Certes, la politique fiscale du gouvernement est plus qu’ambiguë. Plus d’une dizaine de nouvelles taxes et les coûts de mise en œuvre de la retenue à la source renchérissent la charge que supportent les contribuables. L’exonération partielle de taxe d’habitation relève de l’arbitraire fiscal. Bien sûr, les déclarations fiscales sont toujours plus complexes et ceux qui déclarent l’IFI ne le démentiront pas. Mais l’annonce par Emmanuel Macron au magazine Forbes de la suppression de l’exit tax en 2019 est tout à la fois juste et bonne. Cette taxe qui impose les plus-values latentes des résidents français qui partent se domicilier ailleurs frappe indûment des revenus non encore réalisés.
La décision de supprimer cette taxe est d’abord juste parce que rien ne justifie qu’on entrave la liberté de chacun de nous d’aller et venir, de changer de domicile, de quitter la France.
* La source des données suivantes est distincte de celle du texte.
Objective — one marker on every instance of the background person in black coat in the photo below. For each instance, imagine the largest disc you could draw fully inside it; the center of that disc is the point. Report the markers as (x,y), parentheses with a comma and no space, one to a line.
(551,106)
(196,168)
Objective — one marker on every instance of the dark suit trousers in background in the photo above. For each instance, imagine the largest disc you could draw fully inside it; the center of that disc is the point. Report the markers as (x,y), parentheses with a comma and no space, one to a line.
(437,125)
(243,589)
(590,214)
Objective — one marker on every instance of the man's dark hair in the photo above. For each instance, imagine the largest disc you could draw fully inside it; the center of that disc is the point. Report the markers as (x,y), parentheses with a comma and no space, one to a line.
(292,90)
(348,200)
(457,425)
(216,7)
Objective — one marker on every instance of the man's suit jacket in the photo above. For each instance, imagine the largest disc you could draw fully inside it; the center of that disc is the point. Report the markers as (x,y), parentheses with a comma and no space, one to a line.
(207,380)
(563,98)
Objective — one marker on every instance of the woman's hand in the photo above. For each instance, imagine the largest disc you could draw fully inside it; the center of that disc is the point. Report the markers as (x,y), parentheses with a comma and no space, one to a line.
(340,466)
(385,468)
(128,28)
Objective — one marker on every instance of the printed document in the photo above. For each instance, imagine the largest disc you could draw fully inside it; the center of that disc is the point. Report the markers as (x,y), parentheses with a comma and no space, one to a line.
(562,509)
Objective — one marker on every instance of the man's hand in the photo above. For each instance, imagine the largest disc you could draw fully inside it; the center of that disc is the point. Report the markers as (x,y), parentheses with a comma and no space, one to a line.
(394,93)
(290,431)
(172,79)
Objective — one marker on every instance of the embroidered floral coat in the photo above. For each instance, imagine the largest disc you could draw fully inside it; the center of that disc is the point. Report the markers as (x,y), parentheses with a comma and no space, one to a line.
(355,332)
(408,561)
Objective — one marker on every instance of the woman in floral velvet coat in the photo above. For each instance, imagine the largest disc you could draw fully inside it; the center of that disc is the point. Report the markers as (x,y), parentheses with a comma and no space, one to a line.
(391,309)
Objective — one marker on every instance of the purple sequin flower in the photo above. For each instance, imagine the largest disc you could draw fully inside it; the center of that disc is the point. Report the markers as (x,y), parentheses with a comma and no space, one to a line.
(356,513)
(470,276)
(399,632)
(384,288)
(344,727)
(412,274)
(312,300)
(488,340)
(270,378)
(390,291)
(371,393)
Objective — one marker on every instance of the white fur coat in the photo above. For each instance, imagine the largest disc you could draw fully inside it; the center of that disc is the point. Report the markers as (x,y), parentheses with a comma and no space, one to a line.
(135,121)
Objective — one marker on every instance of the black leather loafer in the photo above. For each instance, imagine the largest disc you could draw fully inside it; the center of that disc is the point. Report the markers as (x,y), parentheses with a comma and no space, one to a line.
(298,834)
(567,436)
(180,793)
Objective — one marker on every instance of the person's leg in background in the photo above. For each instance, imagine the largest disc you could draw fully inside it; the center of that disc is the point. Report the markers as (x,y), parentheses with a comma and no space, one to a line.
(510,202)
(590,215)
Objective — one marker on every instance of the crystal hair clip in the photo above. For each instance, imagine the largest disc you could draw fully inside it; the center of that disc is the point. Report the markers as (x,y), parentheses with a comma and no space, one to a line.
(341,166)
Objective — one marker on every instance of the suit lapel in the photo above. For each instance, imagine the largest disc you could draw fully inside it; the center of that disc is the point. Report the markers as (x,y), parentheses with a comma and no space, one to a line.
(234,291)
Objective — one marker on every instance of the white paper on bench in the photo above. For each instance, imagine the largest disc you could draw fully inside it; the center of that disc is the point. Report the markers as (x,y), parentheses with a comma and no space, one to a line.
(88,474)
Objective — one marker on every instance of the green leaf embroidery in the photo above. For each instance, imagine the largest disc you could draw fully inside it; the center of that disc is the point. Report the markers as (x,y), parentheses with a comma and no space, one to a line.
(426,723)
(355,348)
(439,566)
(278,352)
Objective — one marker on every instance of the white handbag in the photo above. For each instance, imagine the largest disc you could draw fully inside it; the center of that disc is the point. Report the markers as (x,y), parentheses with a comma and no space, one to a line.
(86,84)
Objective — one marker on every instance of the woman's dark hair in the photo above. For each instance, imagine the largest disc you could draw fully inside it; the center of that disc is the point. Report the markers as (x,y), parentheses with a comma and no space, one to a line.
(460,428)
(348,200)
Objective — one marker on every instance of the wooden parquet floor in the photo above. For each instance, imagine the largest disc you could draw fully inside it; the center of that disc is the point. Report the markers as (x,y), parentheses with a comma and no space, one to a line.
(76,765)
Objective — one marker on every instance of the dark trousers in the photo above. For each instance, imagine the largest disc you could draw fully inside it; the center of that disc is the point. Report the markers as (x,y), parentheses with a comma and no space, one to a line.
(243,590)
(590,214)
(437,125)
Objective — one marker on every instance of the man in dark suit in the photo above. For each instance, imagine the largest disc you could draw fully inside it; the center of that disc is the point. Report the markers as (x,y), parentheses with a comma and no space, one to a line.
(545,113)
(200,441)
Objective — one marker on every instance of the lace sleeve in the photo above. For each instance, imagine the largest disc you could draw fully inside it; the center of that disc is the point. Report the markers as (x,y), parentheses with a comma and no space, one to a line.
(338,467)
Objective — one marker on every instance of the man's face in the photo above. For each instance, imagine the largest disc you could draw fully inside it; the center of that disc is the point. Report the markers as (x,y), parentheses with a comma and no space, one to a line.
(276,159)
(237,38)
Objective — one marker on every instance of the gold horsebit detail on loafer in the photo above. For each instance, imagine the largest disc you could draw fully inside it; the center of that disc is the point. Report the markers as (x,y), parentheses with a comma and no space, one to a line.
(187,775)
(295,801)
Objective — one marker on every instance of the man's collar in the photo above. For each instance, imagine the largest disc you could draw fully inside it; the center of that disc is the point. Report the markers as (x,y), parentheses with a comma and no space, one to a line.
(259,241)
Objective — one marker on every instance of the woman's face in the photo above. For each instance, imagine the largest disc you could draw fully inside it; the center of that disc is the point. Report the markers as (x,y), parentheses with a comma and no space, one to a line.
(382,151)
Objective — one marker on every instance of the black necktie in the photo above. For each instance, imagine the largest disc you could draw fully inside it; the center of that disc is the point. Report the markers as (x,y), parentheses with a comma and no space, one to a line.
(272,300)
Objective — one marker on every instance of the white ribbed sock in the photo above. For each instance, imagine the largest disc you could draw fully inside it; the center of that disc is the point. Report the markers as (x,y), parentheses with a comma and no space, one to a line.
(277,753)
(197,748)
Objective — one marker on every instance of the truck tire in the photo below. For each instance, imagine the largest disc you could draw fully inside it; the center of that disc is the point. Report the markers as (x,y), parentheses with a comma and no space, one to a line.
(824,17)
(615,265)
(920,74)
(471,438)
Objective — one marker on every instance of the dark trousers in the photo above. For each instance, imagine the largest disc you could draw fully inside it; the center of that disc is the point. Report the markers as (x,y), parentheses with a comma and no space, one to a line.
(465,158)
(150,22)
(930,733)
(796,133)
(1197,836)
L’argument qui évoque le fait que ceux qui partent ont profité des bienfaits de l’Etat (instruction publique, sécurité sociale, environnement…) est infondé dans la mesure où ceux qui sont appelés à payer l’exit tax sont significativement plus riches que les autres et ont donc contribué plus largement que la moyenne aux dépenses sociales prélevées en France de manière progressive pour une grande partie. Sur la base de ce raisonnement, il faudrait plutôt leur rendre de l’argent qu’ils ont versé en surabondance.
Pourquoi avons-nous légitimement trouvé juste de favoriser la libre circulation à travers l’Europe et voudrions-nous l’entraver avec le monde ? D’ailleurs, sous la pression de Cour de justice européenne, la France a dû modifier sa copie pour ne taxer immédiatement que les contribuables qui « s’exilaient » en dehors de l’Union européenne ; pour ceux qui transféraient leur domicile dans celle-ci, elle a dû accepter de leur accorder un sursis d’imposition.
Cette mesure de suppression de l’exit tax est également bonne en ce sens qu’elle sera favorable à l’économie. Censée limiter les exils fiscaux, cette taxe n’a fait que les favoriser car nombreux sont ceux qui ont raisonné en considérant que si la France était capable d’instituer une telle mesure, elle pourrait faire pire encore demain, et qu’il valait donc mieux ne pas remettre la décision de partir. Cette mesure n’a rapporté « que » 10 millions d’euros par an environ depuis 2011, indépendamment des impositions en sursis qui sont exonérées après 15 ans. Les départs à l’étranger ont augmenté : selon un rapport de Bercy remis aux parlementaires, plus de 4 326 contribuables ayant des revenus supérieurs à 100 000€ ont quitté la France en 2015, soit trois fois plus qu’en 2010 ; de 2012 à 2015 il y en a eu 15 000. Les départs de redevables assujettis à l’ISF sont autour de 800 par an, plutôt en hausse. M. Macron a souligné à juste titre qu’en pénalisant la sortie, la France inquiétait les entrepreneurs étrangers souhaitant venir y développer des affaires, car ils pouvaient légitimement craindre
de ne plus pouvoir sortir sans frais excessifs. On n’attire pas les investisseurs en leur proposant de devenir prisonniers du territoire dans lequel ils auront investi. Une économie ne peut pas être ouverte et fermée à la fois et le choix de la liberté est celui qui a enrichi les nations depuis deux siècles.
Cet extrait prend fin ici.